1. A spinning winding machine is characterized in that: the device comprises a frame, a feeding mechanism, a blanking mechanism and a hollow spline shaft are arranged on the frame, a feeding roller parallel to the spline shaft is arranged above one side of the spline shaft, the spline shaft can be in spline connection with a winding roller, a hollow first wedge rod is arranged in the spline shaft in a sliding manner, one end of the spline shaft is connected with a sleeve, the first wedge rod is in sliding connection with the inner wall of the sleeve, a driving mechanism is arranged on one side of the first wedge rod, an air pump is arranged on one side of the first wedge rod, an air pipe is communicated between the air pump and a cavity of the first wedge rod, a support rod is connected on the other side of the first wedge rod, a switch is arranged above the support rod and can be abutted against the support rod, the switch is electrically connected with the air pump, a pressing plate is arranged in the first wedge rod in a sliding manner, a ball is connected on one side of the pressing plate and is arranged in the air pipe in a sliding, a wire ring is arranged above the through hole, and a cutter is arranged on one side of the wire ring; actuating mechanism is in including sliding the setting second wedge bar in the integral key shaft, the second wedge bar with telescopic inner wall sliding connection, second wedge bar one end be can with first wedge bar complex wedge face, the second wedge bar other end is located outside the integral key shaft, the one end meshing that the second wedge bar is located the integral key shaft outside has the gear, the meshing of gear top has the rack, rack one end can offset with the wire winding roller, is connected with the second spring between the rack other end and the frame.

2. The machine according to claim 1, characterized in that: the blanking mechanism comprises a connecting rod vertically arranged below the second wedge rod, the top end of the connecting rod is rotatably connected with one end of the spline shaft, and the bottom end of the connecting rod is abutted to a first cam.

3. The machine according to claim 2, characterized in that: the feeding mechanism comprises a placing table arranged on one side of the spline shaft, the middle of the placing table is hinged to the rack, a material carrying table is arranged below the placing table, an air cylinder is arranged on the material carrying table, a lever is arranged below the material carrying table, one end of the lever is connected with one end, far away from the spline shaft, of the placing table, an ejector rod is vertically connected to the other end of the lever, and the ejector rod can be abutted to one end, close to the placing table, of the spline shaft.
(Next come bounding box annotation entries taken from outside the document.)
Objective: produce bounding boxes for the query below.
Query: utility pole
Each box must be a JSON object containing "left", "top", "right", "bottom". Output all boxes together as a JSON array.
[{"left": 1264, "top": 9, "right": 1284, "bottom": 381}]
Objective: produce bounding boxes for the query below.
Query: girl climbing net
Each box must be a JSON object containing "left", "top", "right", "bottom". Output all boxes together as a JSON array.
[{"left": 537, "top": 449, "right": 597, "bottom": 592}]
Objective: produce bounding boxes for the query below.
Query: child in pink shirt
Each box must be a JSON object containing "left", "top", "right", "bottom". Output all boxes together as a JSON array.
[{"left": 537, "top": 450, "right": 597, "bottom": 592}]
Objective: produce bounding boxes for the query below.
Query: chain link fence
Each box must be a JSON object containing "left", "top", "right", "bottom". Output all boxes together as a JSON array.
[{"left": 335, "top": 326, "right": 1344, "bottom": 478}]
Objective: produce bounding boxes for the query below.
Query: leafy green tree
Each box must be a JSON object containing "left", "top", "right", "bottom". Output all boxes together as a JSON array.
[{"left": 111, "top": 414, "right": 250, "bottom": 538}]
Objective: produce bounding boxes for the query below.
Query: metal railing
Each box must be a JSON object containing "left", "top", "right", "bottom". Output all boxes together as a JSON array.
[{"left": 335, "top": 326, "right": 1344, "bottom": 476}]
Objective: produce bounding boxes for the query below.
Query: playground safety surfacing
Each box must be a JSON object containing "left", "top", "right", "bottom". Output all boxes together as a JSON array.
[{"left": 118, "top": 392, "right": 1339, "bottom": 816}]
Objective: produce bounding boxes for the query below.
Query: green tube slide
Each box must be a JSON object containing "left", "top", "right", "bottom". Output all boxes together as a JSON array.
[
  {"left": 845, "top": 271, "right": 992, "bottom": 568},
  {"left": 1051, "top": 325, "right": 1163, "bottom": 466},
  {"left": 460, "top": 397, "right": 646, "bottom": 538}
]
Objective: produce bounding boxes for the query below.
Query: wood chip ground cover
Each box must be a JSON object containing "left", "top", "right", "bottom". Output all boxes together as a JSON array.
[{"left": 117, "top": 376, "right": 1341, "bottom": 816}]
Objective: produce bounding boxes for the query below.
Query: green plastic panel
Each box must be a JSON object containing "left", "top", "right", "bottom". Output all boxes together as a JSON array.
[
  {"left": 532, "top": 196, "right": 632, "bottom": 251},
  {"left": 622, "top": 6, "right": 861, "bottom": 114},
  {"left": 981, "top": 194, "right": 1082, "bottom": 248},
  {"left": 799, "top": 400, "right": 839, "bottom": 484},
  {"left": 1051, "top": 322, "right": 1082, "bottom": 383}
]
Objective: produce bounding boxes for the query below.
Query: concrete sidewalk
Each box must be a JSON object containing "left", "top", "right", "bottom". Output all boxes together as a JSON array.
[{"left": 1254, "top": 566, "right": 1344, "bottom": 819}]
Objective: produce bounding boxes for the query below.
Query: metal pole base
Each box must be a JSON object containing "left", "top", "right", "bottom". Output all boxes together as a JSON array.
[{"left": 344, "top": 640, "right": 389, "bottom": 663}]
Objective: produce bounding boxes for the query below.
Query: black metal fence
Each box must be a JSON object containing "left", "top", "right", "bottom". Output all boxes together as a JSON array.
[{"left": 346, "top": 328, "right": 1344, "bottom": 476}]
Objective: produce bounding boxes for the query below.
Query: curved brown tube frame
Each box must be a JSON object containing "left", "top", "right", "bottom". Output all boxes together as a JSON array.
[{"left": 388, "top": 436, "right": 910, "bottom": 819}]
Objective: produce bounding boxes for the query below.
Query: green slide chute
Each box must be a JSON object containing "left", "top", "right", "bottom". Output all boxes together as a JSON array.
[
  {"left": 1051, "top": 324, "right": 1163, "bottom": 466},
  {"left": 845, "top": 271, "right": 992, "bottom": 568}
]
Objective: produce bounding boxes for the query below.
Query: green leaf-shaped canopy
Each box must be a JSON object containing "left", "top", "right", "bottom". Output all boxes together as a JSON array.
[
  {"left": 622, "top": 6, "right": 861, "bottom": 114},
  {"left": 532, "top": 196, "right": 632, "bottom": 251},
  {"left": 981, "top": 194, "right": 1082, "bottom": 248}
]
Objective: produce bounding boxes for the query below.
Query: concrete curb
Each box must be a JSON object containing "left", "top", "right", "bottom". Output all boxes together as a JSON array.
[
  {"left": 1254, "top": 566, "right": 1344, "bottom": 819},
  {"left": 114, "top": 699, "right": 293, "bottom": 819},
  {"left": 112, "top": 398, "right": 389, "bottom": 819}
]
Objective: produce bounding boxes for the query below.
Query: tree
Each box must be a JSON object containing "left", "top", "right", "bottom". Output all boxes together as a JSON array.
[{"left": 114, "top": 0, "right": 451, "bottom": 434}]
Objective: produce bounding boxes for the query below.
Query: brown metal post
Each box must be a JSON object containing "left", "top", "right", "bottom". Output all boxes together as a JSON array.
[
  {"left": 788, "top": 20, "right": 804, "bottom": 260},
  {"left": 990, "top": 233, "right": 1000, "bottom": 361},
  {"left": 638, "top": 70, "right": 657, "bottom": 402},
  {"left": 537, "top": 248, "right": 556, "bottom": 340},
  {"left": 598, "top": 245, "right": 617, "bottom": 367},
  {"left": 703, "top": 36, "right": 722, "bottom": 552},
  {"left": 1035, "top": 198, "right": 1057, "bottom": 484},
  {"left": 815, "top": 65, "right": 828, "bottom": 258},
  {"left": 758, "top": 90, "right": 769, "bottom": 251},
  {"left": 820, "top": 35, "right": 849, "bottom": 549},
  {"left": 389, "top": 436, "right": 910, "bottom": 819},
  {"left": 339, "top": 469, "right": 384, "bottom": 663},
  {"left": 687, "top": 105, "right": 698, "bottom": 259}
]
4. The machine according to claim 3, characterized in that: one end of the feeding roller is abutted against the second cam, a third spring is connected between the other end of the feeding roller and the rack, and a transmission mechanism is connected between the second cam and the first cam.

5. The machine according to claim 4, characterized in that: the transmission mechanism is a gear set, a large gear in the gear set is coaxially connected with the first cam, and a belt is connected between a small gear in the gear set and the second cam.